At least not to begin with.

But then comes the challenge.

Can you walk the talk, Cecilia?

Do I trust the process? Do I know that if I walk with The Light, in The Light, I become The Light? Do I trust “this or something better”? Do I truly know that life always gives us exactly what we need?

Not entirely, to be honest. When my cousin lost a baby, it was incredibly hard to trust the process. Some elements of my life experience have challenged my worldview, and I constantly have to fight to see the steps as true and good.

Some of these battles, I may never win. Some of them stand back, like shining black stones in an otherwise beautiful life experience, as mysteries in the bad way, the most extreme example being this child who never got to live, who we never got to get to know. She is not alone in challenging my worldview - but I leave it there: I trust there is something I don't know, I trust the challenge to be part of the journey, and I carry on - sometimes in a pain I do not understand. It is what it is. And it does not always make sense all the way through. 

That does not make it false.

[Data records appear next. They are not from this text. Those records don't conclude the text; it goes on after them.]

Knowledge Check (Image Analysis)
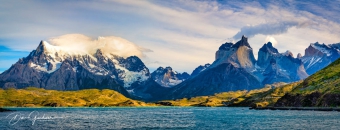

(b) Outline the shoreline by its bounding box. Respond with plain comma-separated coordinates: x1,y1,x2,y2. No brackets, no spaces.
249,107,340,112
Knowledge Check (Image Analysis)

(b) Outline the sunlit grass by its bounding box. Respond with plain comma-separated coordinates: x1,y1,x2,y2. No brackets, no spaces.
0,87,156,107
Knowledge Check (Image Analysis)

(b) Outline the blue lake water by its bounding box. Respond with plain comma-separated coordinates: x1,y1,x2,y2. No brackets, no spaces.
0,107,340,130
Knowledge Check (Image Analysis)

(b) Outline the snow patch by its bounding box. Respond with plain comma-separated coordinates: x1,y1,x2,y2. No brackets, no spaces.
311,43,332,56
115,64,150,88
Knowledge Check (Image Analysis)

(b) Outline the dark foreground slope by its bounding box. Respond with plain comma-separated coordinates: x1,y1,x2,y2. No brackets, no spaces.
275,59,340,107
0,87,154,107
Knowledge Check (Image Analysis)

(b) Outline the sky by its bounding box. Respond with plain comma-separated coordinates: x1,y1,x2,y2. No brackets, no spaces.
0,0,340,73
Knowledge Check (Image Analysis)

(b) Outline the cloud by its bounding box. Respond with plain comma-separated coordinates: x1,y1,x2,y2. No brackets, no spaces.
49,34,152,57
233,21,313,39
265,36,277,47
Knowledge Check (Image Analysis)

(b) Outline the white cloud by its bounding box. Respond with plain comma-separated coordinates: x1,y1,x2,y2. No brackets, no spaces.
49,34,151,58
264,36,277,47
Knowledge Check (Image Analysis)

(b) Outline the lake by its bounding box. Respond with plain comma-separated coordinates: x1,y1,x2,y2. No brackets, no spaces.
0,107,340,130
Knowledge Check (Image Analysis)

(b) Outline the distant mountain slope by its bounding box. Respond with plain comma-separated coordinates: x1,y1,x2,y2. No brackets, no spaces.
166,36,262,99
151,67,190,87
0,41,165,100
190,63,211,77
301,42,340,75
257,42,308,84
167,36,308,99
275,59,340,107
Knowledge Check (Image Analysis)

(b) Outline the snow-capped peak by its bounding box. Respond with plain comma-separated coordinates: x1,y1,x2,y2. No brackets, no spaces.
310,42,332,56
282,50,294,57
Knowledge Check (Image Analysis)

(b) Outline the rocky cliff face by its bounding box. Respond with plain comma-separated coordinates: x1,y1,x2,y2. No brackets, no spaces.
167,36,262,99
166,63,262,99
191,63,210,77
301,42,340,75
212,36,256,70
0,41,165,98
256,42,308,84
151,67,190,87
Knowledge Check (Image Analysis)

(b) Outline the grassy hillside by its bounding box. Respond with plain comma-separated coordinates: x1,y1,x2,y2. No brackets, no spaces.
275,59,340,107
157,83,290,107
0,87,155,107
292,59,340,95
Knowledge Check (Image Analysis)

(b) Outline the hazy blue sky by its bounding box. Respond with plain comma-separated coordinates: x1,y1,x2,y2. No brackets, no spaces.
0,0,340,73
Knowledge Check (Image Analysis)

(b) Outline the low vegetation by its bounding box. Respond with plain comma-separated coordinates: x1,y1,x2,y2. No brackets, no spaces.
0,87,155,107
158,83,293,107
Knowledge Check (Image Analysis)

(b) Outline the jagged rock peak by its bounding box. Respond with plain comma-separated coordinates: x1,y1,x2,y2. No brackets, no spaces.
260,42,279,53
305,42,324,56
233,35,251,48
218,42,234,51
35,40,48,55
296,53,302,59
283,50,294,57
270,58,276,64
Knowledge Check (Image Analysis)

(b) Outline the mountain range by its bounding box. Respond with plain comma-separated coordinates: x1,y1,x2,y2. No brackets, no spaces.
0,36,340,101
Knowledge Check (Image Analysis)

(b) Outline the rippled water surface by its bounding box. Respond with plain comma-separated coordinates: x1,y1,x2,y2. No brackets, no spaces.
0,107,340,130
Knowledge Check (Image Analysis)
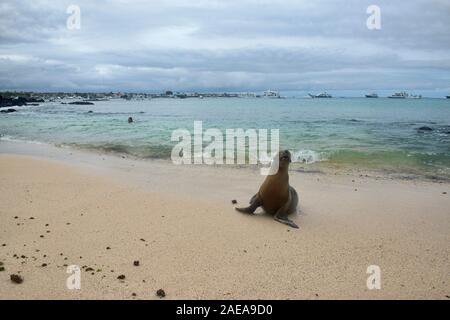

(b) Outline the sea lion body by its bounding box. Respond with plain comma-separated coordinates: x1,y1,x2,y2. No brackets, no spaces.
236,150,298,228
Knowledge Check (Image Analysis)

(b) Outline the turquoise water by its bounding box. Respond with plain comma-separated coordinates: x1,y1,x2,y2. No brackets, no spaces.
0,98,450,179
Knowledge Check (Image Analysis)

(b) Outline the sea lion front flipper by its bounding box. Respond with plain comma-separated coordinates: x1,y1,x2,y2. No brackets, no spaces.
274,217,298,229
273,198,298,229
235,194,262,214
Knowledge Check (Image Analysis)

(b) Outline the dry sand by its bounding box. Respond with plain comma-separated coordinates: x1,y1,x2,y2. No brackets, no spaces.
0,143,450,299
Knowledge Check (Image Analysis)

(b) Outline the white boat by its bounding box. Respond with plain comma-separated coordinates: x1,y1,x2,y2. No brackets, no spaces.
308,92,332,99
263,90,280,99
388,91,409,99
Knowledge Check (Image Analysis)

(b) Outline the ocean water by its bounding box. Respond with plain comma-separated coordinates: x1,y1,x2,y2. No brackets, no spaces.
0,98,450,179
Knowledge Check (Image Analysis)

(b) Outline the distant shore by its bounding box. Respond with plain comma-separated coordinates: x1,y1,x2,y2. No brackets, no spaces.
0,141,450,299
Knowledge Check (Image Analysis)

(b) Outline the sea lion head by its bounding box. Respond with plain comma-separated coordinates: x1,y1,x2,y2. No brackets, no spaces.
278,150,292,168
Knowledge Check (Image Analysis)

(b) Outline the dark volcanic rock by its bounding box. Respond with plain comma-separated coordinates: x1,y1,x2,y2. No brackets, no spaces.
9,274,23,284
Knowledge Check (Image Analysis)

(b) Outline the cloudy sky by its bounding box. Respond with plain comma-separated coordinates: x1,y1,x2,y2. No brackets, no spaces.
0,0,450,96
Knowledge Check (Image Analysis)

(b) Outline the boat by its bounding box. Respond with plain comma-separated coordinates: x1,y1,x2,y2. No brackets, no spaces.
388,91,408,99
308,92,332,99
263,90,280,99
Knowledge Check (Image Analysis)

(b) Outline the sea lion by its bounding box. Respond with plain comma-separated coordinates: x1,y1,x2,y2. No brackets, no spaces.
236,150,298,228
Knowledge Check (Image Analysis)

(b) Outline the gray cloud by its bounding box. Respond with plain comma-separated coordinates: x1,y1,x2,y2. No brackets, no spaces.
0,0,450,94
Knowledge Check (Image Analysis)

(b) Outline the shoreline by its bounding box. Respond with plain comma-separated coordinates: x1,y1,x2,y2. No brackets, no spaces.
0,138,450,184
0,142,450,299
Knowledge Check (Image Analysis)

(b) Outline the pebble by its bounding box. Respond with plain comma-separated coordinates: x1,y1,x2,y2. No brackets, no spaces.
9,274,23,284
156,289,166,298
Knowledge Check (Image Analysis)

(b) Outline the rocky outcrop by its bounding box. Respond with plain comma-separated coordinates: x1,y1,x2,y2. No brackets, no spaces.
69,101,94,106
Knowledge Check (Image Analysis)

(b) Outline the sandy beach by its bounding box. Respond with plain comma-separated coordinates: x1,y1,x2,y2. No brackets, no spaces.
0,142,450,299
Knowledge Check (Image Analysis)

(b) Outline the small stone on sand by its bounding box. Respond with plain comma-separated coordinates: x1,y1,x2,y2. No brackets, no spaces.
9,274,23,284
156,289,166,298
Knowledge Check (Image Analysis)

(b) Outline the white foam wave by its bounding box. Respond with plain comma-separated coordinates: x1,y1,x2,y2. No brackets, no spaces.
292,150,327,164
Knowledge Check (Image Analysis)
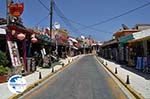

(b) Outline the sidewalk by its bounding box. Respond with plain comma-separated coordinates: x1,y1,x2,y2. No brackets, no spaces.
98,57,150,99
0,55,83,99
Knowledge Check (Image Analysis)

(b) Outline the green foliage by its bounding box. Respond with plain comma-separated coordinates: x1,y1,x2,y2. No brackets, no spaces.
0,51,9,66
0,65,10,75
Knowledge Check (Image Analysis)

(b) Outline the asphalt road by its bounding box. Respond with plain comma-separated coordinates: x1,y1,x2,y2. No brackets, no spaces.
19,55,127,99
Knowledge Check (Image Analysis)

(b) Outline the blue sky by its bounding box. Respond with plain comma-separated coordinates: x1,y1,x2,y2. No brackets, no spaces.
0,0,150,41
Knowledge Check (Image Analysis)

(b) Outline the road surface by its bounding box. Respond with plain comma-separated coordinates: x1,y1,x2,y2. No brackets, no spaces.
21,55,127,99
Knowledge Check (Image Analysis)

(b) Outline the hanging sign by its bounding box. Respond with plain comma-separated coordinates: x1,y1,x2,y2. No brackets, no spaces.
7,41,21,67
9,3,24,17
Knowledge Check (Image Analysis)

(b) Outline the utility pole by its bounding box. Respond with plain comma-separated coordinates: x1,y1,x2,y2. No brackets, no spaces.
49,0,54,69
49,0,54,38
6,0,11,26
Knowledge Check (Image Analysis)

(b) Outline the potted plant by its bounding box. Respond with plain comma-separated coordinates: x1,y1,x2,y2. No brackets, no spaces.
0,65,10,83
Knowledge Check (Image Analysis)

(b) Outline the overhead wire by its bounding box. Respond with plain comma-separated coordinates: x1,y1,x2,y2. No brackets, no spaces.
79,2,150,29
38,0,112,33
34,14,50,26
54,2,82,34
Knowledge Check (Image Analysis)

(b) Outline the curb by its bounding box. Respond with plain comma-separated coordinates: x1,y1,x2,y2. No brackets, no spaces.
96,56,144,99
8,57,79,99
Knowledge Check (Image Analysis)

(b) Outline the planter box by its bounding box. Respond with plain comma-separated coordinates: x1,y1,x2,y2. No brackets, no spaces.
0,75,8,83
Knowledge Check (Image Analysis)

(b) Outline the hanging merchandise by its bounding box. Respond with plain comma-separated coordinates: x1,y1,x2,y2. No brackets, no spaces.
9,3,24,17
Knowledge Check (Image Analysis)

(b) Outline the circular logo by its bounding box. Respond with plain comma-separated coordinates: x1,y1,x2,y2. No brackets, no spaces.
8,75,27,94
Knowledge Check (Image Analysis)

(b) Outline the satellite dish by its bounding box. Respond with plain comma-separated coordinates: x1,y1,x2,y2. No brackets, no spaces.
54,22,60,29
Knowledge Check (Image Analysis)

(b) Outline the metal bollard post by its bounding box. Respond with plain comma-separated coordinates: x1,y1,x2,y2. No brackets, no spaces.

Just hard to grasp, hard to be in, hard to understand. 

The two phenomena: changes I have no control over that come suddenly and feel painful, and the dissonance between my perception of the universe’s calling and the concrete unfolding of reality around me — both demand the same:

Adaptation.

Am I just a quiet forest lake with a mirror-like surface and the Milky Way reflected between treetops and wonderful mountain ridges: clear and responsive, precise and receptive, ready to react as needed, letting everything settle once more?

Or is it more complex?

Sleeplessness. Silence. Time. Conversation. Meditation. Time. The soul reaches out, sensing where the energy moves, where there is light. Finding a way through life’s entanglements requires so much spiritual precision, far more than I have, always asking for more readiness than I’ve built, more preparation than I can manage, and more reserves than I can summon.

So, I adapt. It takes time. It requires the presence I always talk about, which is always central, always the path to what matters.

Am I rambling? No.

In our lives right now, it is an urgent thing, top of mind, the reason it is worth reflecting upon.

All plans are up in the air, things are shifting, many heavy pieces are moving around, there’s uncertainty and vulnerability, and yet, it seems the path ahead is shining clearly. A few sleepless nights, some extra espresso, a few lessons to learn, and we’re ready again.

Ready to live in The Light. Moving on. Shining. 

To love the change itself, not the sting that carried it, not its cause, not the dissonance — but the change: the opportunities, the openings, the perspectives. Yes to them. Always.

Yes.

I love change.

And yes.

I trust the process. Even when I don’t.